Y	Hacker News new \| ask \| show \| jobs

by keeda 49 days ago

Agreed, the techniques in general (caching, backpressure, exponential backoffs, etc.) are well-known, but a couple of things:

1) The general cause of issues in these cases is that certain assumptions no longer hold, and above a certain level of complexity, there are too many assumptions to keep track of, and so things fail in surprising ways. Like, the need for auto-scaling was well-known and Amazon did have that solution in place. But I recall the 2018 Prime Day was record-breaking, so it is likely the very same auto-scaling service that was supposed to save them fell over because they forecast too conservatively! (As an aside, I follow a senior AMZN engineer who's made his career out of load-testing their services, and he has many fun war stories.)

2) The resiliency work is not done upfront because it is additional complexity that may not be needed. "You're not Google" and YAGNI is sound advice most of the times. So the system is designed with some "reasonable" assumptions (which... see above!) At larger companies, resiliency mechanisms (load-shedding etc.) are built into standard components, but then...

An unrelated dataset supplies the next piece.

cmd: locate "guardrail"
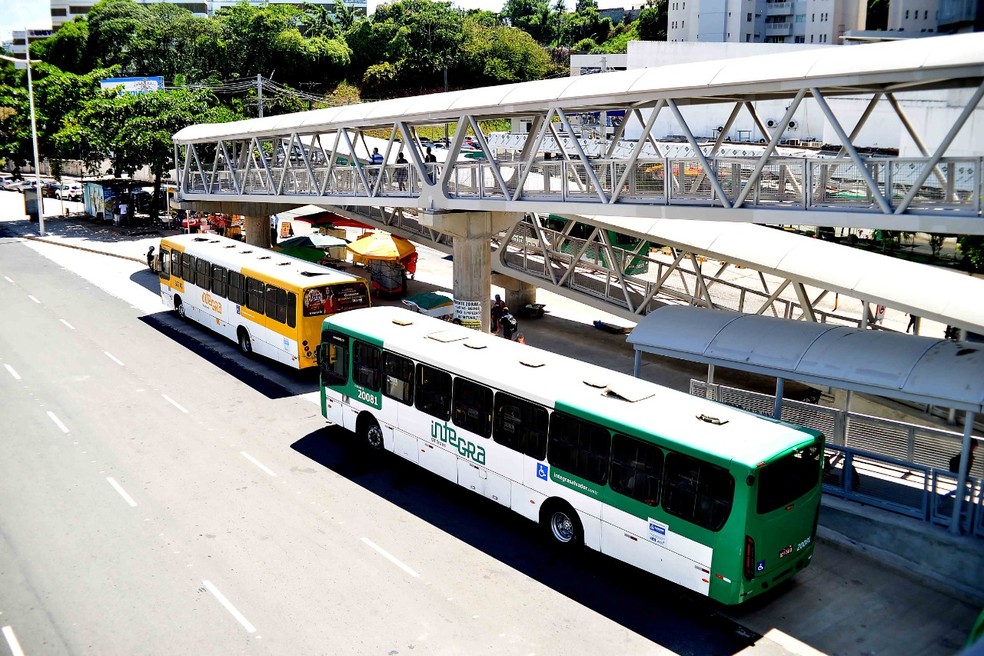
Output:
[182,144,984,216]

3) Different performance profiles require different resiliency mechanisms, and it's not always clear what they would be.

Going back to the example of the 3rd party API service, when we inherited it around ~2012, it was built on standard infrastructure components with in-built resiliency mechanisms... but those were designed for internal services with latencies expected in milliseconds, whereas our downstream calls could go into seconds or even minutes. Still, with the traffic then, with a little tuning it worked fine and served the company well... until we (or the 3rd party APIs!) hit a certain scale and started seeing issues. At this point we extrapolated the trends, benchmarked heavily, and re-architected. And then we hit new scales and new use-cases that surfaced new issues, so we had to re-architect again!

The point is, the system's performance profile was very different from typical web services (the primary culprits being extremely high variance in downstream characteristics and very non-linear growth) and it was non-obvious to scale with conventional wisdom. I do not know what's happening at GitHub, but I suspect they have some similarly unique performance aspects.